Parsing a Single YAML Doc in Python

Last Updated: 2021-03-15 14:48

Background

For better or for worse (better for me…maybe worse for everyone else), I decided to write my own static site generator to create this blog. One of the things I wanted to emulate was the split YAML/markdown scheme used by Jekyll, e.g.:

---
title: This is my post title!
description: This is a summary description of what the post is all about!
...
# Heading

Article prose.

What about the rest of the stream?

PyYAML makes it easy to load a single yaml doc from a file or all of the yaml docs in a multi-doc file. However, it doesn’t have any high-level functions that allow you to parse off just the first yaml doc and leave the rest of the data hanging out there in the stream (NOTE: You can, use Loader.get_data() to load just the first document, if you don’t need to retain the file position for subsequent reads!).

The Hack

I got around this using the PyYAML events API.

yml_topdoc.py
"""Parse document-level config from an input file."""

import yaml

def load_first_yaml(stream):
    """
    Read only the first yaml doc from a multi-doc - one or more of which may
    not be yaml.
    """
    loader = yaml.SafeLoader(stream)
    yaml_doc = {}
    parse_events = []
    doc_end = None

    # Parse the yaml doc, event by event, until document end:
    while True:
        parse_event = loader.get_event()
        if isinstance(parse_event, yaml.DocumentEndEvent):
            doc_end = loader.get_mark()
            break
        parse_events.append(parse_event)

    # Emit the parsed events as a doc and load:
    if parse_events:
        yaml_doc = yaml.safe_load(yaml.emit(parse_events))

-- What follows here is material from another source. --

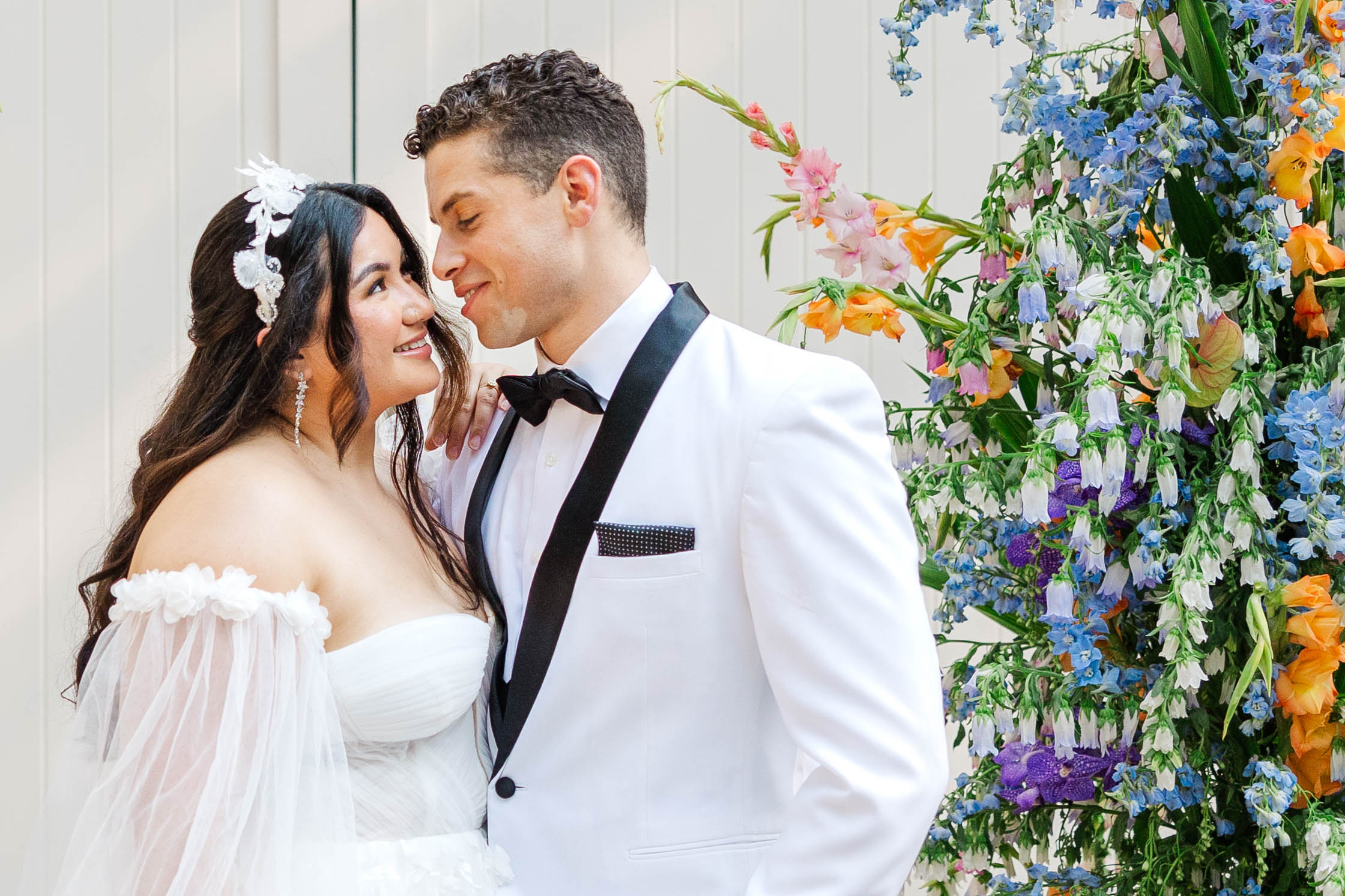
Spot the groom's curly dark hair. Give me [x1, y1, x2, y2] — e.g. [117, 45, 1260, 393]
[402, 50, 647, 243]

    # Reset the file pointer to the byte after the document end marker:
    if doc_end is not None:
        stream.seek(doc_end.index+1)

    # Return the yaml doc.
    # The stream provided as input now points immediately after the doc end.
    return yaml_doc


if __name__ == '__main__':
    import sys
    import pprint
    with open(sys.argv[1], 'rb') as f:
        yaml_doc = load_first_yaml(f)

        print('\n=== Yaml doc: ===')
        pprint.pprint(yaml_doc, indent=4, compact=False)

        print('\n=== Remainder of file: ===')
        print(f.read())

Example

test.md
---
# YAML configuration data:
field: value
object:
  stuff:
  - 1
  - 2
  - c
...
# Markdown text starts here!
Text.
Test Run
(ins)(acanaday)-▹ python3 ./yml_topdoc.py ./test.md

=== Yaml doc: ===
{'field': 'value', 'object': {'stuff': [1, 2, 'c']}}

=== Remainder of file: ===
b'# Markdown text starts here!\n\nText.\n'